Historic preservation of Georgetown: Streetcars historically ran along M Street to the Car Barn. Any argument that a wireless streetcar on M Street somehow detracts from Georgetown’s historic character would clearly be impossible to make. Furthermore, there would be no need for overhead wires as long as there are dedicated lanes.
Kubly explained to the Georgetown BID that the limits of current wireless technology are not in terms of distance, but in terms of time. Thus, a dedicated streetcar lane, meaning that streetcars won’t waste valuable time (and thus electricity) sitting in traffic, significantly adds to the distance that a wireless streetcar can travel.
Reducing traffic and parking congestion in Georgetown: A couple years ago DDOT paid for a consultant to do a Transportation Study in Georgetown. One of the interesting findings was that congestion on M Street is at the intersections, and not in between them. Traffic analysis showed that the outside lanes were not used to capacity during rush hour, so the creation of transit only lanes should be able to shift traffic over one lane with minimal increase in congestion.
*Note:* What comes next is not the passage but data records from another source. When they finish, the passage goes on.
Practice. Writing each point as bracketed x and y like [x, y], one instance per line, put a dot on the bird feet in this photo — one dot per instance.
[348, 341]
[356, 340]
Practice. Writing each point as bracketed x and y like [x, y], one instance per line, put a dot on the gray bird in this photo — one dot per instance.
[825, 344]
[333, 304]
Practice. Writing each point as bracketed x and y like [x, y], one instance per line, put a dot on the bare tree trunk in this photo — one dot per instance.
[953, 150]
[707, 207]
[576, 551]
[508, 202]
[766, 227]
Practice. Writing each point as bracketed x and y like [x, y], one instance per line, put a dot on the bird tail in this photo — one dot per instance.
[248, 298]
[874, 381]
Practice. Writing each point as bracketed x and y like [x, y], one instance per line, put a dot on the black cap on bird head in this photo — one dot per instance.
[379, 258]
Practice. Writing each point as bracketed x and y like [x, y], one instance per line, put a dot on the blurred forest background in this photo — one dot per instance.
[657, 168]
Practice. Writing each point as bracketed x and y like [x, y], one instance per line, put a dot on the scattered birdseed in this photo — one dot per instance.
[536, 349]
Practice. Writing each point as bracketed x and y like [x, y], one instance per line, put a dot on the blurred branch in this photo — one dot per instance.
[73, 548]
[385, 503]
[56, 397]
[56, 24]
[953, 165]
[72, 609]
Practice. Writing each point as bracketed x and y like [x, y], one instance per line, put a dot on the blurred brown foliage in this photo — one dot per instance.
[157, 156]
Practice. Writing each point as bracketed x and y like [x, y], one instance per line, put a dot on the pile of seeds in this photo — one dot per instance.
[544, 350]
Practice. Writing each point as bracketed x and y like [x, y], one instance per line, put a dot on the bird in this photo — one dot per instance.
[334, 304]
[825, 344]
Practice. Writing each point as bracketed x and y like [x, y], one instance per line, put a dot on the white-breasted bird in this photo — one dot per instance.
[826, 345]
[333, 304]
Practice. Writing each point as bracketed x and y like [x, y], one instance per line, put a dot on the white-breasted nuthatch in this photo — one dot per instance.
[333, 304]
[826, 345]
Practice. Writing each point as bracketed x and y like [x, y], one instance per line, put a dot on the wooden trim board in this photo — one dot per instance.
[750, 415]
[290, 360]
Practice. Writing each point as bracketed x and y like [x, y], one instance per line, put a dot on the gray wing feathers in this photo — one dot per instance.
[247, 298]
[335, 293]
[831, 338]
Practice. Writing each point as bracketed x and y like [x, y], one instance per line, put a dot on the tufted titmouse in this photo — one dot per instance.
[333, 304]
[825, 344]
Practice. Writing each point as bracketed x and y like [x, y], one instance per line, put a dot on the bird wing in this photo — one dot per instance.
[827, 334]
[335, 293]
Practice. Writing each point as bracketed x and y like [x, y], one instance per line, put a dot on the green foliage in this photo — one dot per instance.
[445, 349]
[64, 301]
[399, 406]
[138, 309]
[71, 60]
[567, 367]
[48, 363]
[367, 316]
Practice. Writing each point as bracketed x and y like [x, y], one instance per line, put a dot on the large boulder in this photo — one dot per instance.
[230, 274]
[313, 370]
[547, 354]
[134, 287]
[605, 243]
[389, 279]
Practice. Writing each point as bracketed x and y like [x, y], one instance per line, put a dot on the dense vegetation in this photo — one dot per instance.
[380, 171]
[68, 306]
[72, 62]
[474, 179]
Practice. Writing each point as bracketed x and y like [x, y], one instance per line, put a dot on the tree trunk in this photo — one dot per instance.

Even assuming no mode shift as a result of streetcars, then, dedicated transit lanes on M Street would likely result in little to no increase in congestion. Of course, there would be an expected mode shift not only to streetcars, but also to the bus lines that traverse M Street (which are the most-used Metrobus lines in the entire region).
The current fiscal environment makes it difficult to justify an investment in streetcar technology if it is merely viewed as a toy for the new, wealthier urbanites. But design it instead to improve access to jobs for DC residents, and sell it as such, and the project makes sense in just about any budget environment. In fact, few investments would result in as reliable and measurable an increase in jobs for DC residents as dramatically improving access to the largest employer in the city in return for that employer’s expansion within the city.
Does the political will exist to do what makes so much sense?